He stood just inside the center doors in dark jeans and a black coat, more casual than the businesspeople around, but he looked like he belonged, polished and sharp. A young exec.
Ronwae, the girl with the red hair, and Malaphar, the pock-faced guy in the oversized suit, were covering the two other exits to the front of the building. There was also a new addition to the posse, a young guy, maybe sixteen, seventeen, wearing a red beanie and slouched skater clothes, who strode up to Samrael’s side just as Samrael spotted us.
“Sebastian, you better follow me,” I said.
That time, he did.
CHAPTER 19
In the Army, you don’t say you retreat. You withdraw. That was what we did. We were outnumbered, underprepared, and uninformed, so. We withdrew like the wind.
I pushed back into the stairwell with Sebastian right on my heels. Moments ago I’d seen two doors on the first-floor landing—lobby and emergency exit—and emergency was this. Now.
I exploded through it, setting off an alarm, and ran into bright, eye-spanking daylight. First and foremost I wanted to see Daryn in my Jeep, ready to burn rubber, but she wasn’t anywhere.
We’d come out onto a street with no traffic. To my right were low-slung buildings with red-tile roofs, stucco walls. Sidewalks lined with huge pots of red flowers. Parked cars, all of the luxury, six-figure variety. Down the street, there was a guardhouse, but not like at Benning. This had flower boxes. Fancy trim around the windows and doors. To my left were massive gray warehouses, STUDIO 5 painted in huge red letters across the top of the nearest one.

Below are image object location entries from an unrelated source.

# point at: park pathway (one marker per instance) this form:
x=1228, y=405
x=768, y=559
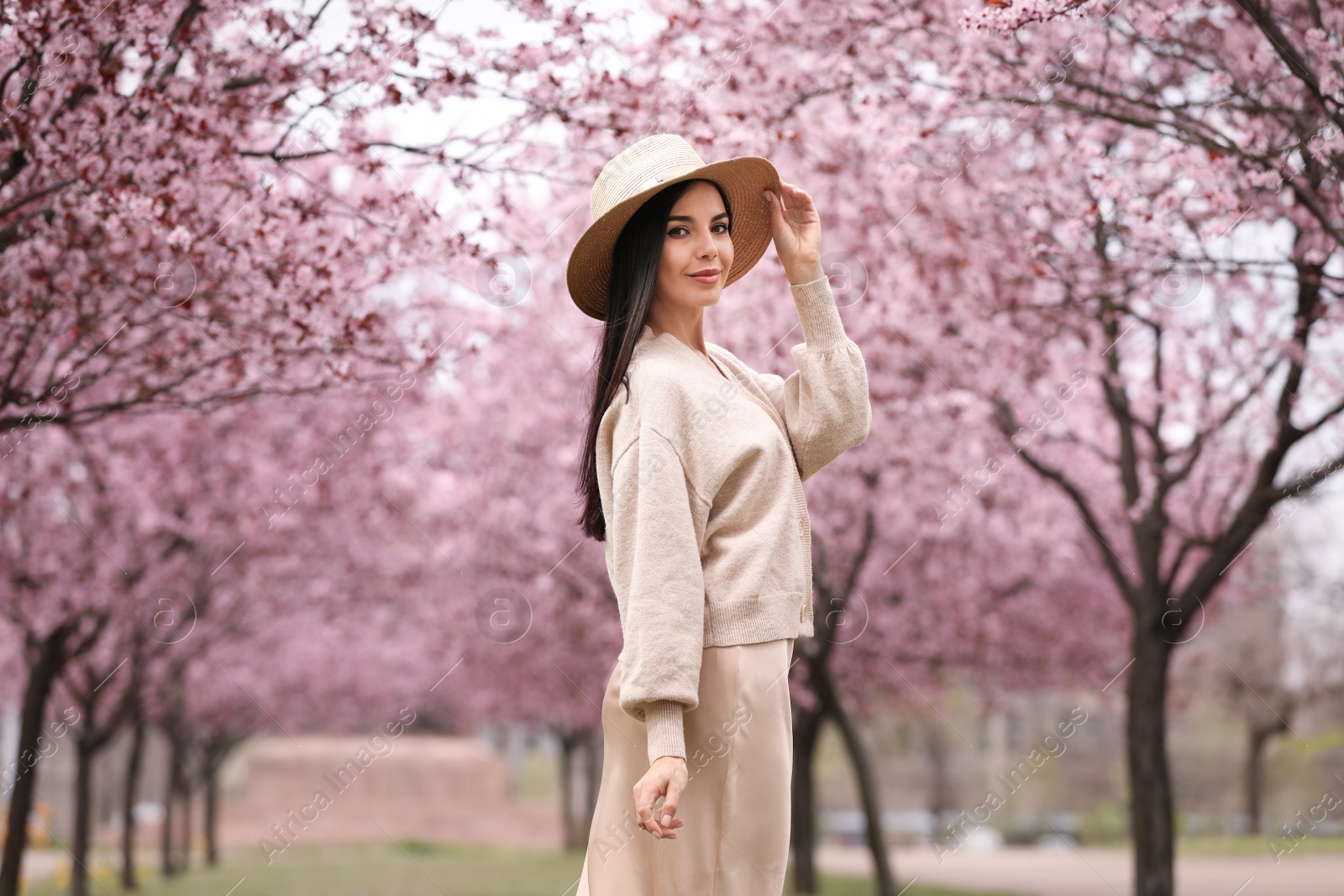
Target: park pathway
x=1097, y=872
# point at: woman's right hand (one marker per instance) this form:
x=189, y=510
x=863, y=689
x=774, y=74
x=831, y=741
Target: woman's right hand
x=667, y=777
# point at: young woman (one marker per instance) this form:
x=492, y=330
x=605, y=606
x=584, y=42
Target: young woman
x=692, y=476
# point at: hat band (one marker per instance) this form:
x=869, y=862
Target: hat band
x=669, y=174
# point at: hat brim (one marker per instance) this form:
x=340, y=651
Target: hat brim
x=743, y=179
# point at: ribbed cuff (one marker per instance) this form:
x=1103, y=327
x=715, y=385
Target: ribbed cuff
x=817, y=313
x=667, y=735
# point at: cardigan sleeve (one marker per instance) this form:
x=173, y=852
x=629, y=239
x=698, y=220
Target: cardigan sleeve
x=824, y=403
x=656, y=531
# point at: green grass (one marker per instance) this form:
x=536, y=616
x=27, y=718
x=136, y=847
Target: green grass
x=1252, y=846
x=413, y=868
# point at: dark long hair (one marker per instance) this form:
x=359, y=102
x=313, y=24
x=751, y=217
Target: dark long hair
x=635, y=273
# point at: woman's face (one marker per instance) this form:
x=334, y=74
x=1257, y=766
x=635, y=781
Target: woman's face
x=696, y=249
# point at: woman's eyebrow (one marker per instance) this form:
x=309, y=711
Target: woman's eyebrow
x=722, y=214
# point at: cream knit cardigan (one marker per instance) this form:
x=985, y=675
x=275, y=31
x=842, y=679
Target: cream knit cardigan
x=701, y=477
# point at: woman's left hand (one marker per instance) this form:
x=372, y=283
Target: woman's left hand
x=796, y=228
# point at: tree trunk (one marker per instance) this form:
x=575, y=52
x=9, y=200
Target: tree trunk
x=80, y=844
x=806, y=730
x=128, y=806
x=573, y=836
x=45, y=661
x=212, y=808
x=186, y=824
x=1260, y=736
x=170, y=859
x=1149, y=781
x=940, y=779
x=864, y=781
x=593, y=774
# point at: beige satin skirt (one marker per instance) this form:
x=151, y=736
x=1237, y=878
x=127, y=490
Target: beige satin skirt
x=736, y=805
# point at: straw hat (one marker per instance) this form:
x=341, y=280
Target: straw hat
x=643, y=170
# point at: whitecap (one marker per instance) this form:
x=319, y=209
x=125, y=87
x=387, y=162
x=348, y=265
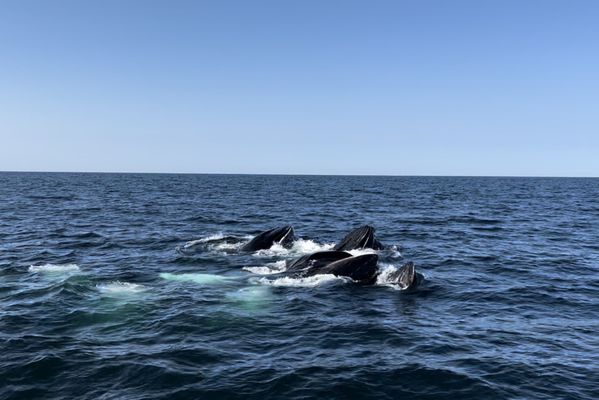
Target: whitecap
x=120, y=288
x=310, y=281
x=269, y=269
x=202, y=279
x=54, y=268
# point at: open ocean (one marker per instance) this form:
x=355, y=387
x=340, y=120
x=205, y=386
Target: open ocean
x=111, y=289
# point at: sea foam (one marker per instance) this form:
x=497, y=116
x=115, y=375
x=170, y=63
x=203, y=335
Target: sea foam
x=202, y=279
x=310, y=281
x=268, y=269
x=120, y=288
x=54, y=268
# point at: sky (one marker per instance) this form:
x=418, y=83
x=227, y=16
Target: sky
x=417, y=87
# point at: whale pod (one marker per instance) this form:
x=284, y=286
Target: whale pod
x=360, y=268
x=316, y=260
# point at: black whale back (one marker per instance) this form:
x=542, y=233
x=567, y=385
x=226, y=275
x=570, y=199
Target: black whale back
x=283, y=235
x=361, y=268
x=316, y=260
x=360, y=238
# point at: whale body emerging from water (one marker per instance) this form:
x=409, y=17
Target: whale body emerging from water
x=283, y=235
x=360, y=238
x=362, y=268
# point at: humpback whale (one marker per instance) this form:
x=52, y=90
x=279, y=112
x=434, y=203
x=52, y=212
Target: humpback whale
x=406, y=277
x=283, y=235
x=360, y=238
x=362, y=269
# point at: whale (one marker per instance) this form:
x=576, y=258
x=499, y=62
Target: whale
x=283, y=235
x=406, y=277
x=360, y=238
x=361, y=268
x=316, y=260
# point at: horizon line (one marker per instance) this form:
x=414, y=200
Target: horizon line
x=297, y=174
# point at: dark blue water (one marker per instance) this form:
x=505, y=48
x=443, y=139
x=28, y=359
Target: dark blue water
x=110, y=290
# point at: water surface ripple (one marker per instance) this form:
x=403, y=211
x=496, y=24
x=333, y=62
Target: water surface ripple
x=98, y=300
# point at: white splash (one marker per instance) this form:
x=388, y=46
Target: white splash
x=120, y=288
x=202, y=279
x=310, y=281
x=269, y=269
x=54, y=268
x=299, y=247
x=385, y=272
x=394, y=252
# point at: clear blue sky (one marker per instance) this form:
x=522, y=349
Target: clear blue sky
x=328, y=87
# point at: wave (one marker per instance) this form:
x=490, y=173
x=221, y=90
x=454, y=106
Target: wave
x=310, y=281
x=54, y=268
x=253, y=295
x=214, y=242
x=120, y=288
x=202, y=279
x=268, y=269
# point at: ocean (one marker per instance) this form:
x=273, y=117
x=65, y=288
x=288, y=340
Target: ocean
x=124, y=286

I’d already figured where we were when Sebastian said, “It’s the back lot.”
The studio looked buttoned up tight, with high concrete walls bordering the perimeter. I didn’t want to get stuck in there with Samrael. But the guardhouse was a hundred meters away, with nothing for cover except flowers and Porsches. We’d be seen before we could get outside. Leaving the studio would also take us further away from the parking garage, where Daryn was. I changed plans and led Sebastian deeper into the lot, hoping for better options.
The alarm from the high-rise had faded when the door closed behind us. Now it spiked, cutting through the quiet of the studio lot. Looking back, I saw Samrael and his buddies.
With no one else on the street, they spotted us right away, but Sebastian and I had reached the sound stages and if we could just get around the corner, a little farther, we’d be in … New York City?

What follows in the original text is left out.